Vladimir Slivyak, co-chair of the Russian environmental group Ecodefense and winner of the Alternative Nobel Prize, told FRANCE 24 that it is "getting increasingly difficult to obtain independent information" in Russia about the war.
Several journalists have also quit their jobs due to state propaganda demands. A Russian journalist who for years was senior foreign correspondent for state-run television on Tuesday lashed out at the propaganda broadcast by pro-Kremlin media after dramatically quitting over the invasion of Ukraine.
Zhanna Agalakova, a familiar face in Russian households from two decades of working as a correspondent on postings that included New York and Paris, had earlier this month announced she was leaving Pervy Kanal (Channel One) due to the invasion of Ukraine.
Speaking in public for the first time since she quit, Agalakova told reporters at a news conference in Paris organised by press freedom group Reporters Without Borders (RSF) that she could no longer be involved in the "lies" and "manipulation" of Russian state TV.
"I want the people of Russia to hear me and learn what propaganda is and stop being zombified," she said.
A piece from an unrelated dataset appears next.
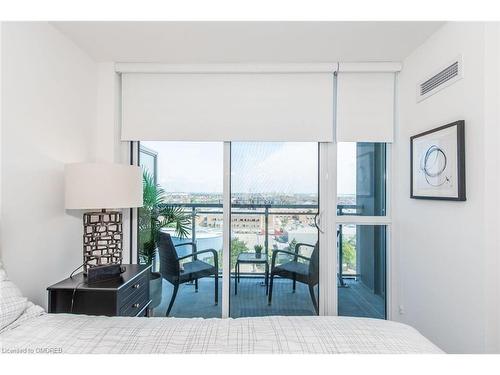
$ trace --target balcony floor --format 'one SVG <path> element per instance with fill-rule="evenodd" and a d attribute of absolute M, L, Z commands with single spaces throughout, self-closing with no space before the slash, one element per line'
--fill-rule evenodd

With tears in her eyes, Agalakova said she had hesitated a long time before speaking out but then decided "there was no other choice".
Agalakoa admitted that she had "made many compromises in my career" but she described the invasion of Ukraine as a "red line".
Not the only journalist to quit
There has also been intense focus on Russian TV since Marina Ovsyannikova, an editor on the Pervy Kanal, barged onto the set of its flagship Vremya (Time) evening news last week, holding a poster that read "No War."
Ovsyannikova was later detained and a Moscow court rapidly fined her 30,000 rubles (€260). But despite being released she could face further prosecution, risking years in prison under the draconian new laws.
NTV channel news anchor Lilya Gildeeva, who has worked for the channel now owned by energy giant Gazprom since 2006, said she has left Russia and resigned from her job.
And the longstanding Brussels correspondent of NTV, Vadim Glukser, has said he has handed in his notice.
"Many journalists, producers or people who work in the media think like me," Agalakova told reporters in Paris. "It's easy to accuse them, to ask why they don't resign, don't protest. But those who stay have families, elderly parents, children, houses to pay for. They are hostages of the situation."